🤖 AI Summary
This work addresses the lack of theoretical understanding of Group Relative Policy Optimization (GRPO), whose statistical properties and performance bounds remain unclear. By adopting a U-statistics perspective, we develop a unified analytical framework that reveals the GRPO policy gradient as a class of U-statistics and establishes its asymptotic equivalence to the ideal policy gradient algorithm. Leveraging this insight, we derive the mean squared error, finite-sample error bounds, and asymptotic distribution of GRPO, and propose a universal group-size scaling law.

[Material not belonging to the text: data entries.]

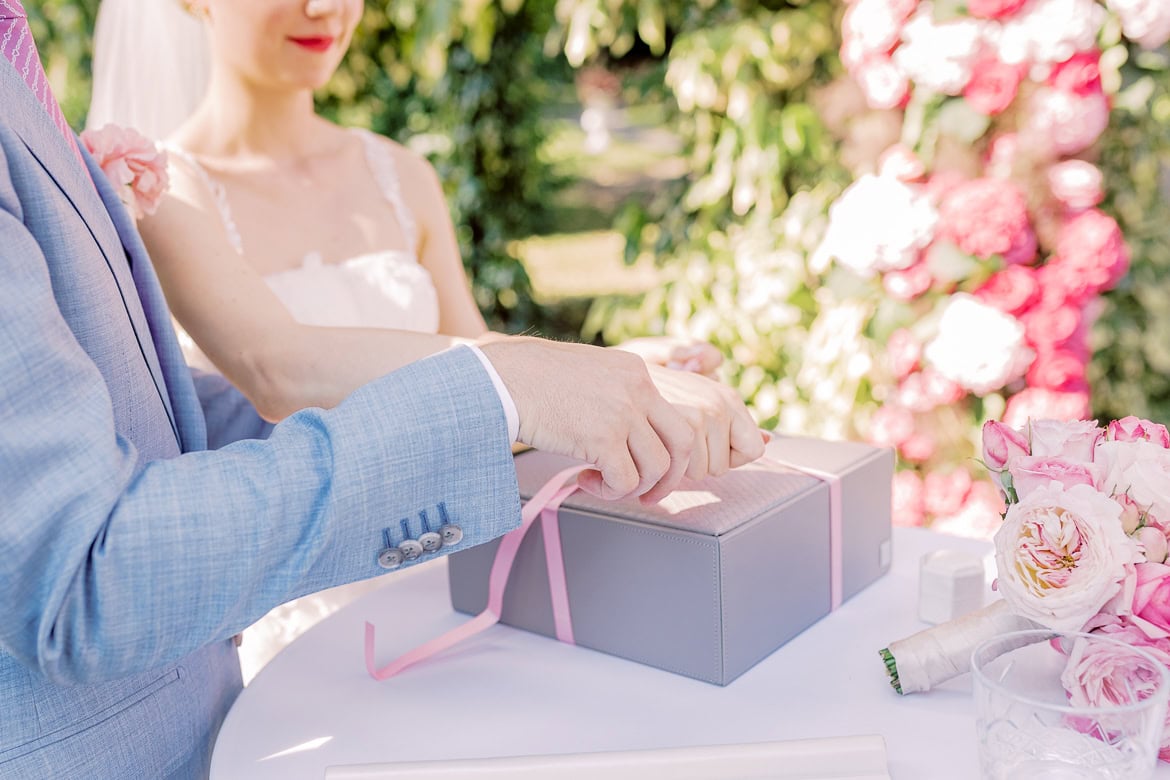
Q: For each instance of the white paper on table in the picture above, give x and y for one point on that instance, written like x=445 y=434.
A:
x=839 y=758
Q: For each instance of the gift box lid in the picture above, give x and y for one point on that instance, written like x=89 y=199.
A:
x=713 y=506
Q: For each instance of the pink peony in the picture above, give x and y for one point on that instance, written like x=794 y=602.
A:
x=1075 y=184
x=1093 y=250
x=1131 y=428
x=1059 y=370
x=903 y=351
x=1002 y=444
x=1034 y=402
x=1011 y=290
x=133 y=165
x=993 y=8
x=908 y=502
x=993 y=84
x=986 y=218
x=947 y=492
x=1030 y=473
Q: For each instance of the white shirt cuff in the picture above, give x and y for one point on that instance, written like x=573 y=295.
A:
x=510 y=415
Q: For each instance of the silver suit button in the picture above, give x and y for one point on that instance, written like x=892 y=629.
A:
x=410 y=549
x=431 y=542
x=391 y=558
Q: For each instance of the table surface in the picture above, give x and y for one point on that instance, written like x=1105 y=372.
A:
x=509 y=692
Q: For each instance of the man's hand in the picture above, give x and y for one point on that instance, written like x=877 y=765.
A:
x=669 y=352
x=603 y=407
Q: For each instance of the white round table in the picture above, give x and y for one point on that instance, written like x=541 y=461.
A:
x=508 y=692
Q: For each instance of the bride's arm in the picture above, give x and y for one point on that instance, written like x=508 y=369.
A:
x=227 y=308
x=438 y=247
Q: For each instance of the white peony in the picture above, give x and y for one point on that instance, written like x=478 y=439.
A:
x=978 y=346
x=938 y=56
x=878 y=225
x=1061 y=556
x=1146 y=21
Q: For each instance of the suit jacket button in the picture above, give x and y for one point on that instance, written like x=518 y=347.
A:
x=391 y=558
x=431 y=542
x=410 y=549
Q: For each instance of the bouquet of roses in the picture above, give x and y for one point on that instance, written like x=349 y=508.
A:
x=1082 y=545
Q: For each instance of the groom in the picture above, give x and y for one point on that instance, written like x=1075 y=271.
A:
x=146 y=517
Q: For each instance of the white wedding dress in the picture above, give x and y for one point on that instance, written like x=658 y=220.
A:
x=383 y=289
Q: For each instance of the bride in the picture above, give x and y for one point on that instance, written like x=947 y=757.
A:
x=303 y=259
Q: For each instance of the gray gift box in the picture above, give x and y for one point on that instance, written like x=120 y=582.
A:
x=713 y=579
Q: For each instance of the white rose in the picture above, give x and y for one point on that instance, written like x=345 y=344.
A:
x=879 y=223
x=978 y=346
x=1073 y=441
x=1061 y=554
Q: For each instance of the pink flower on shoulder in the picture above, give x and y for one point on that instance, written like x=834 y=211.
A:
x=132 y=163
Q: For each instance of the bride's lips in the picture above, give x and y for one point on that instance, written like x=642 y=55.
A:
x=314 y=43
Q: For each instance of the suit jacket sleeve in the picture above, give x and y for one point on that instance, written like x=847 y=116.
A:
x=229 y=415
x=109 y=567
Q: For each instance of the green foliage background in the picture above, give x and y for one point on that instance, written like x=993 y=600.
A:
x=468 y=82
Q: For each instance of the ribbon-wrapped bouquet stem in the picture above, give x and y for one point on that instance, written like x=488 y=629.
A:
x=1082 y=547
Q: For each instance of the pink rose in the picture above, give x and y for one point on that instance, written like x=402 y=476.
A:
x=919 y=448
x=1075 y=184
x=1059 y=370
x=993 y=84
x=947 y=492
x=1034 y=402
x=890 y=426
x=1136 y=429
x=1011 y=290
x=1030 y=473
x=1093 y=250
x=1002 y=443
x=1065 y=123
x=1074 y=440
x=986 y=218
x=883 y=84
x=903 y=351
x=1079 y=75
x=133 y=165
x=901 y=163
x=1103 y=674
x=908 y=505
x=1151 y=598
x=1154 y=543
x=1046 y=326
x=993 y=8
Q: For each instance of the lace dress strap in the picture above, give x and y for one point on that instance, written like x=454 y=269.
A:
x=218 y=193
x=385 y=173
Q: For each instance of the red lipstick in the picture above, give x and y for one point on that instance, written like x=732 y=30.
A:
x=314 y=43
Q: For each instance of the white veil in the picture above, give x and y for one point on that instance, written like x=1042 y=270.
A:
x=151 y=66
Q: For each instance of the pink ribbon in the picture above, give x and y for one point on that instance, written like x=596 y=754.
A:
x=544 y=504
x=835 y=574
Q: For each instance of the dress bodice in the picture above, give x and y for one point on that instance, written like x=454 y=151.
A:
x=380 y=289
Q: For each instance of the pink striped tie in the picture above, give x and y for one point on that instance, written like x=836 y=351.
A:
x=19 y=48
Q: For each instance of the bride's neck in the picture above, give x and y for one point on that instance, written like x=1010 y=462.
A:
x=242 y=119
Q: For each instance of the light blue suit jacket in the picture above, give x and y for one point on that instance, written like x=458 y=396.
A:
x=130 y=553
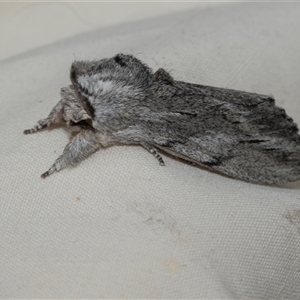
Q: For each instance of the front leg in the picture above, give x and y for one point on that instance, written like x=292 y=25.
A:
x=80 y=147
x=55 y=116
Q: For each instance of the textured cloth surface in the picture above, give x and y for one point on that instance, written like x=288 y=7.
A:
x=119 y=225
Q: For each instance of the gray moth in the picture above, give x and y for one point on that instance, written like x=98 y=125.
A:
x=120 y=100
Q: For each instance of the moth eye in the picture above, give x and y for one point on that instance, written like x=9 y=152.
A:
x=118 y=59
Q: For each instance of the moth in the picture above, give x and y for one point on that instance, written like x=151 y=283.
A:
x=120 y=100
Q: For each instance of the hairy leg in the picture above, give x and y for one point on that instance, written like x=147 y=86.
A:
x=152 y=150
x=55 y=116
x=80 y=147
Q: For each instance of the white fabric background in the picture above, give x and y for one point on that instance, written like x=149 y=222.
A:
x=121 y=226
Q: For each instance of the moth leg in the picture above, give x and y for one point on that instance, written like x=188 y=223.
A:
x=151 y=149
x=55 y=116
x=80 y=147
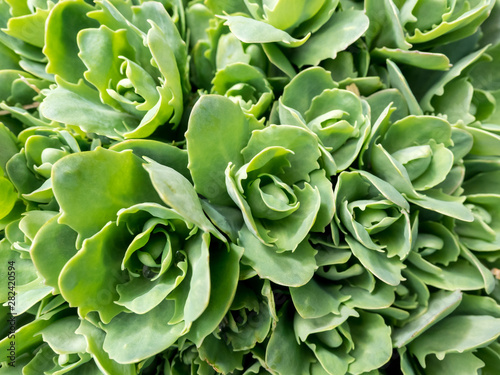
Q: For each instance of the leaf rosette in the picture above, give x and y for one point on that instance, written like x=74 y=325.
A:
x=331 y=344
x=263 y=186
x=406 y=31
x=138 y=85
x=245 y=85
x=214 y=47
x=339 y=118
x=483 y=199
x=374 y=217
x=439 y=259
x=148 y=264
x=30 y=169
x=417 y=156
x=433 y=343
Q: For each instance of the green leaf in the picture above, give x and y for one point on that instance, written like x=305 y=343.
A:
x=224 y=275
x=161 y=152
x=286 y=268
x=78 y=104
x=217 y=132
x=177 y=192
x=221 y=357
x=442 y=304
x=444 y=338
x=53 y=246
x=284 y=354
x=343 y=29
x=372 y=343
x=304 y=87
x=62 y=338
x=315 y=299
x=89 y=279
x=302 y=144
x=29 y=28
x=399 y=81
x=151 y=330
x=104 y=181
x=65 y=20
x=8 y=143
x=455 y=364
x=386 y=269
x=140 y=294
x=419 y=59
x=437 y=89
x=95 y=339
x=249 y=30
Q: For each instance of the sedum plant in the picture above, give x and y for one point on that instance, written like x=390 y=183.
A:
x=250 y=187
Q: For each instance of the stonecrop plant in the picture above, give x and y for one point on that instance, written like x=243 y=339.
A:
x=281 y=187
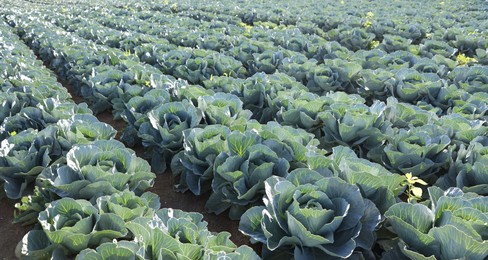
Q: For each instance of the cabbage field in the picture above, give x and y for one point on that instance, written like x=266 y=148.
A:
x=246 y=129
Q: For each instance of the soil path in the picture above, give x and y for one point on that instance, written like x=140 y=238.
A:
x=11 y=234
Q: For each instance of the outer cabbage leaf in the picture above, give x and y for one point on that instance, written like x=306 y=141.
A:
x=454 y=227
x=313 y=217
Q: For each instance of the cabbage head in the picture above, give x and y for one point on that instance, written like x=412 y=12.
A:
x=307 y=216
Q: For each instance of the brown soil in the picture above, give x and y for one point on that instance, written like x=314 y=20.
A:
x=11 y=234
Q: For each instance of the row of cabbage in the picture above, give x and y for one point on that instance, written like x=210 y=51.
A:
x=86 y=189
x=220 y=189
x=433 y=81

Our theoretical results demonstrate that GRPO inherits desirable properties of the ideal algorithm and that the optimal group size exhibits universality across settings. Experimental evaluations corroborate the accuracy of our theoretical predictions.
📝 Abstract
Group relative policy optimization (GRPO), a core methodological component of DeepSeekMath and DeepSeek-R1, has emerged as a cornerstone for scaling reasoning capabilities of large language models. Despite its widespread adoption and the proliferation of follow-up works, the theoretical properties of GRPO remain less studied. This paper provides a unified framework to understand GRPO through the lens of classical U-statistics. We demonstrate that the GRPO policy gradient is inherently a U-statistic, allowing us to characterize its mean squared error (MSE), derive the finite-sample error bound and asymptotic distribution of the suboptimality gap for its learned policy. Our findings reveal that GRPO is asymptotically equivalent to an oracle policy gradient algorithm -- one with access to a value function that quantifies the goodness of its learning policy at each training iteration -- and achieves asymptotically optimal performance within a broad class of policy gradient algorithms. Furthermore, we establish a universal scaling law that offers principled guidance for selecting the optimal group size. Empirical experiments further validate our theoretical findings, demonstrating that the optimal group size is universal, and verify the oracle property of GRPO.